Aideko (Mythologie Basque) by Midjourney,Aideko by MidjourneyAideko by Midjourney

« La véritable création commence où finit le langage. »
—Arthur Koestler


Le facteur humain

En août 2022, Jason Allen a remporté le concours de beaux-arts de la Colorado State Fair grâce à son œuvre intitulée Théâtre D’opéra Spatial, dans la catégorie « art numérique / photographie manipulée numériquement » et empoché la récompense de 300 dollars. Lorsqu'on affiche l'œuvre, on reconnaît sans faillir le travail de Midjourney. Un "détail" qui a suscité l’énervement et l’indignation de nombreux artistes. Même si Allen assure de son côté avoir beaucoup travaillé pour atteindre son objectif : mélanger les costumes de style victorien avec le thème spatial (il explique avoir travaillé plus de 80 heures avec l’IA, expérimentant différentes phrases pour mener MidJourney à générer des images de femmes vêtues de robes et de scaphandres d’astronautes), il n'en demeure pas moins que son intervention reste secondaire quant au rendu final.

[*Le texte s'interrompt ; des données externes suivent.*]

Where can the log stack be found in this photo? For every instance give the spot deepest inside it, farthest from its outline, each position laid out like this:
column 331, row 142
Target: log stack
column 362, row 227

Midjourney ne porte réellement préjudice qu'aux faiseurs d'images recyclant les idées déjà existantes à l'aide de collages et de superpositions de filtres Photoshop (un savoir-faire certes enviable, mais n'octroyant pas automatiquement le statut d'artiste), qui inondent journellement les réseaux d'illustrations aussi standardisées que superflues. Le constat est simple : aussi talentueuse que soit cette IA, Midjourney a besoin du facteur humain pour travailler ; mais elle n'a pas besoin d'une personne en particulier, presque n'importe qui peut remplir cet office.

Gorgeous Rose by Midjourney, Gorgeous Rose by Midjourney Gorgeous Rose by Midjourney

« Toute création est, à l'origine, la lutte d'une forme en puissance contre une forme imitée. »
—André Malraux

Je ne reviendrais pas sur le paradoxe auquel nous ont habitué les mécanismes de fascinations procurés par les industries numériques : des travailleurs volontaires prêts à payer pour accomplir la tâche qui leur ait demandé. Pour les parties prenantes, le problème se situe ailleurs : le travail d'assemblage des syntagmes nécessaires à la création n'équivaut pas celui-là même. La différence est indiscutable, et il me semble évident que les rédacteurs cités ne sont ni des auteurs, ni des illustrateurs. La vision de notre réalité telle que la reflète Midjourney, inimitable et unique, lui est spécifique. Faut-il alors s'inquiéter pour l'avenir de l'art et les artistes ? Si l'on se réfère au projet The Next Rembrandt développé en 2016, on constate que l'IA n'avait rien fait d'autre que de produire un Rembrandt de plus, ni un chef-d'œuvre irremplaçable, ni une pièce maîtresse destinée à marquer l'histoire de l'art. L'imitation exclut l'innovation. Midjourney pourrait sans doute singer Sempé ou ralph steadman mais elle ne les égalerait pas. D'ailleurs, lorsqu'elle mime à la demande Van Gogh, Paul Klee, Kandinsky, Picasso, elle est souvent plus amusante que convaincante. Que Midjourney balaie d'un revers de main le champ réduit du conformisme et de la médiocrité ne peut que réjouir les amoureux de la création. Il y a chez elle un sens de la démesure qui évoque Albrecht Altdorfer et William Turner. Elle invite à innover et à inventer, à transgresser les limites acquises, comme l'ont fait de tout temps les plus grands artistes de l'histoire de l'art. Midjourney est sans doute une menace pour le marché de l'art, certainement pour l'industrie de l'illustration, pas pour le champ infini de la création graphique.